その瞬間、小山内の顔が険しいものに変わる。
「──まさかっ、!」
「そのまさか、だよなぁ。丸山透くん」
「……」
言いながら、ニヤついた顔を僕に向ける。この雰囲気を、心から楽しんでいるかのように。
「違うなら、教えてくれや。……見たんだろ? 黒川光を殺した犯人、って奴をよォ」
さぁ答えろと言わんばかりに、横峰が厭らしい眼つきで僕の様子を覗う。
僕の背面にある、ソファの背もたれの上に腕を乗せ、僕の顔を覗き込みながら。
「……」
そうだとも、違うとも言えない。
このまま黙っていたとしても、肯定の意味に捉えられてしまう。
……もうこれ以上、先生にショックを与えたくはないのに。
「……まぁ、いいや」
案外あっさりと、男が引き下がる。
刺青の入った腕をそのままに、灰皿に手を伸ばして煙草の灰を落とすと、再び口に咥えてフーッと煙を細く吐き出す。
「初恋を拗らせてた溝口は、その初恋相手に随分と執着していた。彼女が札付きの悪と交際し、結婚してガキが生まれた後も、ずっとな。

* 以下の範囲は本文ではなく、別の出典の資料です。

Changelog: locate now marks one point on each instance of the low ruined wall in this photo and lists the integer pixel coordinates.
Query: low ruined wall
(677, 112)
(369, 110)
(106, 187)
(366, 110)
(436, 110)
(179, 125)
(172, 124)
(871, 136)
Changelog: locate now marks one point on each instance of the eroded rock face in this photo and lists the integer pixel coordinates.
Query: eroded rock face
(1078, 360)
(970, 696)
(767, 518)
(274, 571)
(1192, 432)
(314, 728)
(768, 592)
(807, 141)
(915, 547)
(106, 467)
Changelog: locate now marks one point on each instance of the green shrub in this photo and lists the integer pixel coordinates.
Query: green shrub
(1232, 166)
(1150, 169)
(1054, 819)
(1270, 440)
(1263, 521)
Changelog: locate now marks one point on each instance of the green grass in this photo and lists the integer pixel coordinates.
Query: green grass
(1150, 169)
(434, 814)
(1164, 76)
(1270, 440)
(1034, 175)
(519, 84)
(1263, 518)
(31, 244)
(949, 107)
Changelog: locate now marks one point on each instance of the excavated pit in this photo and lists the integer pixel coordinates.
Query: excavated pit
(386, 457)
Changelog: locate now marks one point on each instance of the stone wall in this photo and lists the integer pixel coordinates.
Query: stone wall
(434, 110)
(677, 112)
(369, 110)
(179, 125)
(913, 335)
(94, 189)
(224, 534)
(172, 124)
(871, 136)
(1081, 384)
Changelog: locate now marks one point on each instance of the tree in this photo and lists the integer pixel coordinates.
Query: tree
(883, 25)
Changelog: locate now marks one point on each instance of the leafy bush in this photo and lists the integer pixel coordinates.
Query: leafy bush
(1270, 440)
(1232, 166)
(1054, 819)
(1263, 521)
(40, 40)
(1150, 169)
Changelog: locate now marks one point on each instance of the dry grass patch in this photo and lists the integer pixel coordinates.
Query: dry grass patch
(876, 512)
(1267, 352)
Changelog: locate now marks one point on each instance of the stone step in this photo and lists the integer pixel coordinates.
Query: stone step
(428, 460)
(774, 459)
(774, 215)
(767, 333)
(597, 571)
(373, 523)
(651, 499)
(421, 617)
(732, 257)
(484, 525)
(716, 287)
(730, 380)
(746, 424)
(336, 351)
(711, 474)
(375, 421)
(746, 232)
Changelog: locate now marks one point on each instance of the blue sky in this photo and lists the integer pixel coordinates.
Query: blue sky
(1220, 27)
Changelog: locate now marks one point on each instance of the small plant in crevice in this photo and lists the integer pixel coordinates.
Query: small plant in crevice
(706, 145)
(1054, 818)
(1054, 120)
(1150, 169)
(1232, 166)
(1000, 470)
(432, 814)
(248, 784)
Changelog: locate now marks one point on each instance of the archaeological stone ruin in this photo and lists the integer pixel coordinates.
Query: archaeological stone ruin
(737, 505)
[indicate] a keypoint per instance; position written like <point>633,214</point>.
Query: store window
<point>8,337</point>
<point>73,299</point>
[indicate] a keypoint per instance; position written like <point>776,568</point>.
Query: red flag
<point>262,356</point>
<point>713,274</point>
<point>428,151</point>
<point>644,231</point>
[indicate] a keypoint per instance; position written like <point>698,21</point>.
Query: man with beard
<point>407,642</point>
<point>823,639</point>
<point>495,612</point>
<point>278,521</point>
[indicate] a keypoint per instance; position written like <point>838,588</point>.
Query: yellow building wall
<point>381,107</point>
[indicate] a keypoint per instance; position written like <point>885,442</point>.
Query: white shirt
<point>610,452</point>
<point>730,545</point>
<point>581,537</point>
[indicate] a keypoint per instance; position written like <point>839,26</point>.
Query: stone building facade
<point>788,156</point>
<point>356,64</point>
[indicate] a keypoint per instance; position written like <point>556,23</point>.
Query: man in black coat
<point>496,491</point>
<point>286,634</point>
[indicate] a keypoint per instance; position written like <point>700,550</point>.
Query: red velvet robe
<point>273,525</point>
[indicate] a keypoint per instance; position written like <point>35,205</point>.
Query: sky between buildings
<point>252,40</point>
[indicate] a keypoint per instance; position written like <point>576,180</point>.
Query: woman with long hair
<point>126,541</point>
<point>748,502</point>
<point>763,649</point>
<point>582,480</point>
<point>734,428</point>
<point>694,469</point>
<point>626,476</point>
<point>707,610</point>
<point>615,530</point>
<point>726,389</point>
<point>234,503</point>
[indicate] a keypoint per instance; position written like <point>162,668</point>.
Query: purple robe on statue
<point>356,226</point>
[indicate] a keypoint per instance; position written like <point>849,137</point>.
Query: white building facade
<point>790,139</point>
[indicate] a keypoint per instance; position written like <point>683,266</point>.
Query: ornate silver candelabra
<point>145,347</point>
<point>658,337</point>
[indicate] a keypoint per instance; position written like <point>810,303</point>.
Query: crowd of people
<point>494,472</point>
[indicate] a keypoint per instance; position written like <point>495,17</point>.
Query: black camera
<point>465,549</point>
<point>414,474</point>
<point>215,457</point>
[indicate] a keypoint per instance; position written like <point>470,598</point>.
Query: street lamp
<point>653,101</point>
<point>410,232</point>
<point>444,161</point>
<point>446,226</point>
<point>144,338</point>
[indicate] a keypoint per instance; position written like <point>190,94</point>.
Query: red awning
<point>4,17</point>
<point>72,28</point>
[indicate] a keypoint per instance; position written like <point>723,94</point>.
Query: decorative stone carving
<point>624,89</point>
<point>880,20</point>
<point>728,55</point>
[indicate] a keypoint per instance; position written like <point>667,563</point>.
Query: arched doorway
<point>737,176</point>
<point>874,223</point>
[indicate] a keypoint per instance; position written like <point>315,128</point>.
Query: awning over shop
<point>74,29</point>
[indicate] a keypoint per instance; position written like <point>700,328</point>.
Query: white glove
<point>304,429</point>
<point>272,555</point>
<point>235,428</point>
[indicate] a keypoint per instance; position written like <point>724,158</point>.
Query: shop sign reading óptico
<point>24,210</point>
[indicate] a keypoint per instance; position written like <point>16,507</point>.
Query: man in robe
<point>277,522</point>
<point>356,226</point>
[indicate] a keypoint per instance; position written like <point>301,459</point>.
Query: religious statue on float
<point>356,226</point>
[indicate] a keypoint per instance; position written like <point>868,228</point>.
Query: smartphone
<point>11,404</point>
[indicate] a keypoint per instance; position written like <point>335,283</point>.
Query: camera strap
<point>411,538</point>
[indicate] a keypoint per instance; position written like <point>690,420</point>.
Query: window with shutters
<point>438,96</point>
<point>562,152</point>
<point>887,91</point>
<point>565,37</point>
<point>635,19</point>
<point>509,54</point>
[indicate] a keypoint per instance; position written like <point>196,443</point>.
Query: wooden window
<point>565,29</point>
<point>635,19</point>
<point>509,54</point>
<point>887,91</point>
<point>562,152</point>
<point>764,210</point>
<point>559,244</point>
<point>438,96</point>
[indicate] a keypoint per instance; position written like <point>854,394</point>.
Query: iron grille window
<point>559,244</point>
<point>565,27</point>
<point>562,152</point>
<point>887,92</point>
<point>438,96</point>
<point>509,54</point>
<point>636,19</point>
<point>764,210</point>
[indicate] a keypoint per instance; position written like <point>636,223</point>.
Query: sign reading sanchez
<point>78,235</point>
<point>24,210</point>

だが、若くして彼女は自殺。……そしたら今度は、残された息子である黒川光に矛先を向けた」
「……」
その言葉尻に合わせ、燻る煙草の先を僕の方へと向ける。
「恐らく、彼女の面影を追い掛けていたんだろう」
違う……
溝口先生は、そのずっと前から黒川くんを想っていた。
「ああ……そこの先生は、当然知ってるよな。
剛志──黒川光の父親の一件で、母方の遠い親戚に引き取られる事になった彼を、溝口はどうしても手放したく無かった。……だから、あの小屋に監禁し、殺害」
「……」
「数年経っても報道されない事に味を占め、失踪しても怪しまれない子供達を掻き集めると、その中からお気に入り……つまり、黒川光の身代わりとなる男児を選定し、同様の犯行を繰り返した」
「……」
あの小屋で見た、何人もの黒い影──
あれは……溝口先生に手を掛けらた、少年達の亡霊だったんだろう。
「……でもなァ。どうも腑に落ちねぇ」
そう呟いた横峰が、長くなってしまった煙草の灰を落とす。
そして背もたれに回した方の腕を、肘を付けたまま折り曲げ、手の甲を僕に向けて横向きのピースサインをして見せた。